住まいと小学校を探す事が、教授の家での2週間滞在中の最大の仕事。先生一家は地図を片手に、土日を使って車で市内を回り始めた。貸家を探す場合、新聞(アドバタイザー)に掲載されている物件を見て、1つ1つに電話をかけ、家主と話し、日時を決めて実際に見に行く。中を見た上で決まれば、ひと月分の家賃を支払い、引越しとなる。この電話の役目は奥さんに課せられ、この修行が奥さんを強くした。
最初は上品な声で、丁寧な英語で話したはずだったが、電話の向こうは色々な方々がいる。「イヨウ、家カイ、イイヨ、見ニクルカイ?」と言われ、「合点デイ、ジャ、イクカラナ、アリガトヨ」と応えている自分に、はっとするのであった。上品になど構えていられない、通じればそれでよい。
先生たちの目に留まった家は、活気のあるお店の続くイタリア人、ギリシャ人の多い地域で、町の中心に近い。道を挟んで学校のほぼ向かいにあり、子供たちの様子がよく見える。小さな庭、応接間、2つの寝室、台所、ファミリールームと呼ばれる居間、月7万円の、オーストラリアでは小さな家。大家さんは、ギリシャ人。
学校入学は、とても簡単である。前校に在籍していた証明があれば、直接校長と話し、特に問題がなければ許可が出る。5歳児は、レセプシヨン、6歳児から1年生となる。授業料は、公立で年間約1万円、私立で年間約50万から60万円前後であるが、外国人に対して、私立の場合割高になり、現地の人には補助が出るようである。資金が乏しいので、迷わず先生一家のSO君は、入学式もなくノウウッド公立小学校の1年生となった。
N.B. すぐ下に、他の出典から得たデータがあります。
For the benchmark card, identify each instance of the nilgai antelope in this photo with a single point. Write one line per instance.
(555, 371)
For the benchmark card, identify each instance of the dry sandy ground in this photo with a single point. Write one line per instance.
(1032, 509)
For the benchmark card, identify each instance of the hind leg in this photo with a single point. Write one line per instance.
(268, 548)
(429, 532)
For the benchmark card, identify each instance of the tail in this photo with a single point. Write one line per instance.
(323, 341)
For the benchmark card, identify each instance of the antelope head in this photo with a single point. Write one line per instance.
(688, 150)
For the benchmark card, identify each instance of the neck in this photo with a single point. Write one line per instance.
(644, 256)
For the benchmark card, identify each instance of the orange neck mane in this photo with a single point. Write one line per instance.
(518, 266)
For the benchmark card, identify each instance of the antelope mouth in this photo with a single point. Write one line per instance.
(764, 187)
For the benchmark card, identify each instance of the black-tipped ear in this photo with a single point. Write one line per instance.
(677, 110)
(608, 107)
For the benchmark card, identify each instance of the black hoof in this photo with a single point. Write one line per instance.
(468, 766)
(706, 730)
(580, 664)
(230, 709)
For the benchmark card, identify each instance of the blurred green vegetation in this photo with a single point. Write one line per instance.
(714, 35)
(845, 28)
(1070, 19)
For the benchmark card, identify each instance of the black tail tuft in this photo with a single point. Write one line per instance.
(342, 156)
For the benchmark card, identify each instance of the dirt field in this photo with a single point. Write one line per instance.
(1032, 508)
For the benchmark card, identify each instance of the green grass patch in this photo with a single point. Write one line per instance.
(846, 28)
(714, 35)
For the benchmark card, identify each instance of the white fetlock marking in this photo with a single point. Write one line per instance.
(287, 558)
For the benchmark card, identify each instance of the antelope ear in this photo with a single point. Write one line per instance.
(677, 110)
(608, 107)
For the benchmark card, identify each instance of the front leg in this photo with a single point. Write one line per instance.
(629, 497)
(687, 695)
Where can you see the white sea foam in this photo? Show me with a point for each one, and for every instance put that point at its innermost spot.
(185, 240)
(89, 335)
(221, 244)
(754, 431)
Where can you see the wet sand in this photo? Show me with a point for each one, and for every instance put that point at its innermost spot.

まず、驚くのは様々な色の髪の毛、肌、目。オーストラリア人、ギリシャ人、イタリア人、アジア系などが均等の割合だ。さらに、日本と大きく違うことに、校長先生はじめ担任の先生方が「いつでも学校に来ていい」とおっしゃる。下の子もどうぞ、と。実際、SO君のお母さんは3歳になる弟と、毎日教室や校庭に出かけた。いつもにこやかに迎えられる。アルファベットの読み方しか知らないSO君が慣れるまで、少しはましである母が通訳の役割をする。もし、誰もいなくても、学校の方から助っ人をつけてくれる。また、英語の特別授業をすぐに開始してくれる。受ける子供は時間が来ると、教室を抜け出して、その教室に行く。特別授業は、子供の理解度によって打ち切ることも続ける事もできる。
まったく英語を話せない少年は、同じ子供と遊びたい、その気持ちだけで、いとも簡単に異言語の世界に入りこんでしまった。子供の性格に拠る所も多いが、なじめない場合、決してほってはおかれない。子供は、全神経を使って相手の言う事を理解しようとし、まねをし、分からなくてもついて行こうとする。そうしているうちに驚異的な速さで相手と同じ言葉を話せるようになる。授業の中で、アルファベットの形が反対でも、順序が違っていても先生は決して笑わない、怒らない。「今日はエムを上手に書けたのよ」とか、目に感動を込めて、「見て、文章を書いたのよ」とバラバラな字を母に見せてくれる。それは、あたたかく、ありがたくて母は言葉を失った。